Lo ricordiamo: Chiorazzo ha conosciuto l’allora presidente del Consiglio Andreotti quando, da giovane universitario della “Sapienza”, arrivato a Roma da quel di Senise, si è ritrovato a rappresentare gli studenti all’interno del consiglio di amministrazione dell’Ateneo capitolino sull’onda di un sostegno (già allora) popolare.

Una circostanza di merito, che evidentemente continua a sfuggire al Marco Travaglio specialista in spericolati giudizi sommari.

Marco Travaglio, il direttore del Fatto Quotidiano
Marco Travaglio, il direttore del Fatto Quotidiano, che da suggeritore del leader del M5s continua a ribadire il suo “no” a Chiorazzo, ma non si è mai interrogato sui disastri del governo Bardi

Il direttore del “Fatto” è lo stesso giornalista, per intenderci, che ha a suo tempo definito Mario Draghi un «figlio di papà» che «non capisce un cazzo».

Non sapendo che l’ex capo del governo italiano, l’uomo che da banchiere centrale ha salvato l’euro all’indomani della crisi finanziaria del 2008, ha perso il papà quando aveva 15 anni. E quattro anni dopo anche la madre.

E allora, di che parliamo? Delle stupide «fatwa» integraliste di un “guru” della carta stampata che da Roma spara «cazzate» (è il caso di dire, mutuando la signorilità del suo linguaggio) senza conoscere uomini e cose?

O di un direttore di giornale che non si è mai interrogato sui disastri compiuti dal centrodestra lucano, pubblicando un’inchiesta sulle azioni di governo poste in essere dal generale Vito Bardi negli ultimi cinque anni in Basilicata.

Così da portare alla luce gli sprechi milionari, con risorse distribuite a pioggia, e il bluff dell’operazione <gas gratis>, che – come è ben noto – gratis non è. A tal proposito, aggiungiamo che ove mai i giornalisti del “Fatto” avessero bisogno di un po’ di carte gliele forniremmo volentieri noi della “Nuova”: a partire dalle ultime bollette di mille euro e passa fatte recapitare ad utenti lucani pensionati.

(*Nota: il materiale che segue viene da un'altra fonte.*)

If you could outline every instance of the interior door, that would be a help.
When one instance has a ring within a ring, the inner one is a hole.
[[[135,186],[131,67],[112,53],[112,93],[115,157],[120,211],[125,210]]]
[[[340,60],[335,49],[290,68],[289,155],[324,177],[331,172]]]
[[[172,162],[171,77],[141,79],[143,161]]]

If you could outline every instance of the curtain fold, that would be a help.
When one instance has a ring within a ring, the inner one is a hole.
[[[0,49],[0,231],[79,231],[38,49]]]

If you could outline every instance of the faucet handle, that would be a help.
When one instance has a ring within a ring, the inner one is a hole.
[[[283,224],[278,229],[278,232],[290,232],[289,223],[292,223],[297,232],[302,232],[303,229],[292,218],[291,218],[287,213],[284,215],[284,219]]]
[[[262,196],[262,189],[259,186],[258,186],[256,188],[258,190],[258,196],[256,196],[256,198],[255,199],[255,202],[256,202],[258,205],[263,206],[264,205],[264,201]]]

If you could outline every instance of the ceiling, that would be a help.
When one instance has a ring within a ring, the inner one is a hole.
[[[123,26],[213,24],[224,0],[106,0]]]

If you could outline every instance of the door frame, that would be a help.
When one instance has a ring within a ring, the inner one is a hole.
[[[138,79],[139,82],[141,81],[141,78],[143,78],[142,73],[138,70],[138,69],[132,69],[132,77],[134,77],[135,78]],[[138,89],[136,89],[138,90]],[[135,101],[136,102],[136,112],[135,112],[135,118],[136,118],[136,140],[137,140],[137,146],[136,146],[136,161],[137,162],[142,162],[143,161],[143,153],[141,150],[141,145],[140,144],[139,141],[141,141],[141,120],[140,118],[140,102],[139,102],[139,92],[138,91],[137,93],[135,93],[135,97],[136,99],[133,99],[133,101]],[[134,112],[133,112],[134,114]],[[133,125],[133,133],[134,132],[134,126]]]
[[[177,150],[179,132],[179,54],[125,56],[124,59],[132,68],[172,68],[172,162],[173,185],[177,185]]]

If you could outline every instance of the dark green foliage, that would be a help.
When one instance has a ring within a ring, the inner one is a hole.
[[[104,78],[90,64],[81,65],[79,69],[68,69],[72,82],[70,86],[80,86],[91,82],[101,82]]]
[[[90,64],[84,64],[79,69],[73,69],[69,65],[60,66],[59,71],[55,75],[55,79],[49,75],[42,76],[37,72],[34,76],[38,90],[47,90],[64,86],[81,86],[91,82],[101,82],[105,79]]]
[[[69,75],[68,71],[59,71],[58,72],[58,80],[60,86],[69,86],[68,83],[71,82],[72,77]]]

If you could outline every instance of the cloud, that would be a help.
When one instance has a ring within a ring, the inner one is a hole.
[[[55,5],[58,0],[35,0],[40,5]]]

Conclusione. Nell’attesa di capire (anche dagli interessati) se Iannuzzi, Paternò e Bochicchio siano, o meno, i candidati ufficiali del Movimento cinque stelle, è opportuno ricordare che Giuseppe Conte, proprio in queste ore, ha aperto alle «primarie» per la scelta del candidato sindaco di Bari. Il segretario regionale del Pd, Giovanni Lettieri, ne ha approfittato per dire: facciamole anche in Basilicata. Siamo ancora in tempo. Se mai – ci permettiamo di suggerire, ove mai si volesse scongiurare il rischio «inquinamento» del voto – riservandole ai soli iscritti dei partiti e movimenti della futura coalizione di centrosinistra e M5s. Domenica 10 marzo potrebbe essere la data giusta. A meno che – come temiamo – non ci sia qualcuno che stia giocando al tanto peggio, tanto meglio. Così da tenersi il generale Vito Bardi e il suo sgangherato stato maggiore presidenziale per altri cinque anni.